Supongo que cuando pasa uno cierta edad esos acontecimientos se limitan a un mero reportaje de televisión que te ayuda, como si de un somnífero se tratara, a echar una cómoda siestecita en tu sofá; siempre y cuando no prefieras despertarte sobresaltado por los gritos de algún programa sucedáneo del “tomate”, escupidos por los que acuden de forma rapaz y carroñera a la caza del famosillo de turno.

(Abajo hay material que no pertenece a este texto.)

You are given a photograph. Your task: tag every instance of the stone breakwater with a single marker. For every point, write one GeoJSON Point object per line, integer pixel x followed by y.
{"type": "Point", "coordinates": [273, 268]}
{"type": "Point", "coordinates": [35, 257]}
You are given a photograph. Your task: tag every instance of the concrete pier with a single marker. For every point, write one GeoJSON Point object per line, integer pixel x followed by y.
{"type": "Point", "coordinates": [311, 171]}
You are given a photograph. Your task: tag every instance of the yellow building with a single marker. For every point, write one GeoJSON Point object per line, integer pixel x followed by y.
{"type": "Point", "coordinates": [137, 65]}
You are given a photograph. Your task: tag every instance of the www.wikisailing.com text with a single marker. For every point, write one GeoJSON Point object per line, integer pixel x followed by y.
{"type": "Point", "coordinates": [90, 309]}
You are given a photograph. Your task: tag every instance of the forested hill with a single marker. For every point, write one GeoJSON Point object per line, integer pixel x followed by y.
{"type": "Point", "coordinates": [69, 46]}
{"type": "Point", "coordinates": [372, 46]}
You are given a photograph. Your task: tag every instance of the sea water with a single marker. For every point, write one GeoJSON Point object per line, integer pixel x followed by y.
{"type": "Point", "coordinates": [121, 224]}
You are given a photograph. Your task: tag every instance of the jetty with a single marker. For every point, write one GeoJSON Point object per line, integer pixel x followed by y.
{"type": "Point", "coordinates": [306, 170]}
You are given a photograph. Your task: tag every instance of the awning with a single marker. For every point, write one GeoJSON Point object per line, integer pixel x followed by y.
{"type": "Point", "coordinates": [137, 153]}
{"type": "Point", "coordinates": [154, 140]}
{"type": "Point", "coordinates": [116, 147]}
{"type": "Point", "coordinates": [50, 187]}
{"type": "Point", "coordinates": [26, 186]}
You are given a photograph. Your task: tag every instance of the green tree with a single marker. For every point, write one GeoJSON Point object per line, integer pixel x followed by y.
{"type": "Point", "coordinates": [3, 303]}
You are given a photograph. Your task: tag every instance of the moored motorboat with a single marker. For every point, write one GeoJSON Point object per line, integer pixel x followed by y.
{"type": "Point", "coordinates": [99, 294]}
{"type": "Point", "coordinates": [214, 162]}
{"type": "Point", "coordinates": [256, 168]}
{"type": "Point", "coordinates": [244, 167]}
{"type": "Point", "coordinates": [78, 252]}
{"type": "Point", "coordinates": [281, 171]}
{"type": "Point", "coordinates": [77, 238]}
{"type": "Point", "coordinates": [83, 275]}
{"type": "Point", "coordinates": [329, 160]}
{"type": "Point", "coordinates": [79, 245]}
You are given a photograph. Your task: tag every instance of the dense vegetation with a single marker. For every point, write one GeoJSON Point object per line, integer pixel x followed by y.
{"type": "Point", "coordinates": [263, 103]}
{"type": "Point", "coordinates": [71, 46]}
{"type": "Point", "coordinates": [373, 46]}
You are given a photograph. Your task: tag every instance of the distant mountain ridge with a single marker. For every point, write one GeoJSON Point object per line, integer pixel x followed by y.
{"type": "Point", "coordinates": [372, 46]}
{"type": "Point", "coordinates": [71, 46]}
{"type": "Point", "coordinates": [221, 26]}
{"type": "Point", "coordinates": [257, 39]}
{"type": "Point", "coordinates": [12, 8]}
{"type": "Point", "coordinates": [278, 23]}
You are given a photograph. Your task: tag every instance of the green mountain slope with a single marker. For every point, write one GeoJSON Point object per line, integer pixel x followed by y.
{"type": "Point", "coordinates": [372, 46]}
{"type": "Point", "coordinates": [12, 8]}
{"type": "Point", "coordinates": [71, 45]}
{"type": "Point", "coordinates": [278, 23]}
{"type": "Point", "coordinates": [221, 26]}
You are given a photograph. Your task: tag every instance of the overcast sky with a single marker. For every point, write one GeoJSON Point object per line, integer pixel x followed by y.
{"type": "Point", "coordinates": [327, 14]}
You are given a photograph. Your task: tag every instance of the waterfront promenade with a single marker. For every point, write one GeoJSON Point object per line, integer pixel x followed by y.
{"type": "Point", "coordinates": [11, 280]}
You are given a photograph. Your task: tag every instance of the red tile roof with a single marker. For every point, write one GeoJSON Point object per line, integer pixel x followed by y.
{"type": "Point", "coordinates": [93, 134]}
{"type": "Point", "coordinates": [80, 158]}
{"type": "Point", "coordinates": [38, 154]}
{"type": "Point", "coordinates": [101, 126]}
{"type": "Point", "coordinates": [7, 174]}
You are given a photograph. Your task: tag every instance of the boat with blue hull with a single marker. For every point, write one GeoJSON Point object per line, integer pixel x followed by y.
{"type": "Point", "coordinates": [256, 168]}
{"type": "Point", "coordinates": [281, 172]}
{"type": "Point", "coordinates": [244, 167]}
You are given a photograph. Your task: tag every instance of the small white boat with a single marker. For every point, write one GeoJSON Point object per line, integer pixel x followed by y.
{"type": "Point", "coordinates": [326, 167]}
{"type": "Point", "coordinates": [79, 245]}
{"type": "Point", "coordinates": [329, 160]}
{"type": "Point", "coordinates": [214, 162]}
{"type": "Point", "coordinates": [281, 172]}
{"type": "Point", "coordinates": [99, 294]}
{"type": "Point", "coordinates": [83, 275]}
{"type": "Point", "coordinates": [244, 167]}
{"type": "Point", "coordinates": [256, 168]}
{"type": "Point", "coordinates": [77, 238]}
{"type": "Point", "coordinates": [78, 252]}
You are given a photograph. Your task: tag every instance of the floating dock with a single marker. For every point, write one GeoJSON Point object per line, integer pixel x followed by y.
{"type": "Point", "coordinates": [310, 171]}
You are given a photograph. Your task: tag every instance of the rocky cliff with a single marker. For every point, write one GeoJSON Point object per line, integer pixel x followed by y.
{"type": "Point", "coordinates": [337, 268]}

Para los que hemos perdido la afición a lo metafísico y preferimos cosas del más acá, todavía encontramos situaciones que nos sorprenden y nos llenan de esperanza sobre el género humano. Recuerdo del año pasado a tres luchadores –si he dicho luchadores- a los que observaba desde un banco del jardín de la UNED, mientras me peleaba con un libro que me aburría profundamente. Uno un señor jubilado con 70 años que empezaba aquel año una carrera universitaria, y que supongo que para él recordar algunos farragosos textos debía de ser como las dudas que te deben asaltar cuando te encuentras en mitad de la escalada de una helada montaña. Otra una chica con parálisis cerebral que caminaba a duras penas hacia su aula, supongo que sería para ella como encaramarse a la más escarpada vertiente. O a una compañera servia que llegaba a la tutoría que teníamos ese día y que siempre me hacía pensar: si normalmente me salen mal los exámenes en mi idioma, en serbio serían una mala versión del gran Mariano Ozores. Por todos ellos, para demostrarles mi admiración y respeto, al más puro estilo de la última peli de romanos que vi: ¡Gladiadores, yo os saludo!